By 1:00 p.m., Oswald had taken a bus, then a taxi, back to his rooming house at 1026 North Beckley Avenue, where he retrieved a jacket and a .38 caliber revolver. At approximately 1:15 p.m., Dallas patrolman J. D. Tippit pulled alongside Oswald, who matched the broadcast description, near the corner of East 10th Street and North Patton Avenue. After a brief exchange through the car window, Tippit stepped out and Oswald shot him four times. Nine witnesses positively identified Oswald as the shooter. He ducked into the Texas Theatre without buying a ticket and was arrested at about 1:40 p.m. 'I'm just a patsy!' he told reporters. During two days of interrogation, Oswald denied owning a rifle and denied killing anyone.

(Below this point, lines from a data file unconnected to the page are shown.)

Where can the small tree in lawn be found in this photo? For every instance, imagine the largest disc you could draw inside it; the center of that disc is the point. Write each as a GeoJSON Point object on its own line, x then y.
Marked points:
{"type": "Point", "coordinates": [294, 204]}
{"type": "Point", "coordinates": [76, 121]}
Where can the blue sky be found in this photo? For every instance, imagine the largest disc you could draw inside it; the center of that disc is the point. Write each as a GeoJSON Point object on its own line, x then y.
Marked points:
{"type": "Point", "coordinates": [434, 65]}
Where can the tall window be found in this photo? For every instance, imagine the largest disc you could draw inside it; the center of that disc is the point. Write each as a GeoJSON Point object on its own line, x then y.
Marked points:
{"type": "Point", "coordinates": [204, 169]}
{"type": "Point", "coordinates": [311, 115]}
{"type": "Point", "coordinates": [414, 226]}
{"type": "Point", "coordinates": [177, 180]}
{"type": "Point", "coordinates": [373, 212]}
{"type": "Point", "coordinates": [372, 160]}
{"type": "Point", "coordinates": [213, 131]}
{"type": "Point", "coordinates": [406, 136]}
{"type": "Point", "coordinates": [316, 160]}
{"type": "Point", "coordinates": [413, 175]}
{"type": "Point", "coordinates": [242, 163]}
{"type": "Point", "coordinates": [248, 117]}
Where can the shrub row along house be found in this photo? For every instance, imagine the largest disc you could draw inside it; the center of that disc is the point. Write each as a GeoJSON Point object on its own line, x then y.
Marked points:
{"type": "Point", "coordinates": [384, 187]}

Asked if he was a communist, he replied: 'No, I am not a communist. I am a Marxist.' On Sunday morning, November 24, as detectives escorted him through the police headquarters basement, nightclub owner Jack Ruby stepped from the crowd and shot him once in the abdomen. Oswald died at Parkland Memorial Hospital -- the same hospital where Kennedy had been pronounced dead two days earlier.

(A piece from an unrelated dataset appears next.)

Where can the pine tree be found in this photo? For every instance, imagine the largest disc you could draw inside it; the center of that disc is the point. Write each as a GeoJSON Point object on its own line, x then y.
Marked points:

The Warren Commission concluded in 1964 that Oswald acted alone, a finding supported by the FBI, Secret Service, and Dallas Police Department. The House Select Committee on Assassinations largely concurred in 1979, though late-introduced acoustic evidence briefly suggested a possible second gunman -- a conclusion later challenged by a National Academy of Sciences panel. More than six decades later, a 2013 Gallup poll found that 61 percent of Americans believed Kennedy was killed as part of a conspiracy. Oswald was buried at Rose Hill Cemetery in Fort Worth after funeral homes struggled to find a cemetery willing to accept him. Reporters were pressed into service as pallbearers. His gravestone was stolen four years later. The places that shaped the final chapter of his life -- the Texas School Book Depository, now the Sixth Floor Museum; Dealey Plaza; the Texas Theatre; the rooming house on North Beckley Avenue -- remain standing, still drawing visitors who come to walk the ground where American history fractured.

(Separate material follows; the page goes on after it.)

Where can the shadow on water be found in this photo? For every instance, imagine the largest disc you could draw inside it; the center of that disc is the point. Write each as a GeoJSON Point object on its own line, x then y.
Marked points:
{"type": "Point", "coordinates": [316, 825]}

The article's geographic coordinates (32.732°N, 97.203°W) correspond to the Dallas-Fort Worth area. Key sites are spread across Dallas: Dealey Plaza and the former Texas School Book Depository (now Sixth Floor Museum) at 32.780°N, 96.808°W; the Texas Theatre in Oak Cliff at 32.743°N, 96.849°W. Oswald is buried at Rose Hill Cemetery in Fort Worth. Best viewed from 3,000-5,000 ft AGL over Dallas. Nearest airports: KDAL (Dallas Love Field, 5 nm NW of Dealey Plaza), KDFW (Dallas/Fort Worth International, 18 nm NW). Dealey Plaza sits at the western edge of downtown Dallas, identifiable by the triple underpass where Elm, Main, and Commerce streets converge.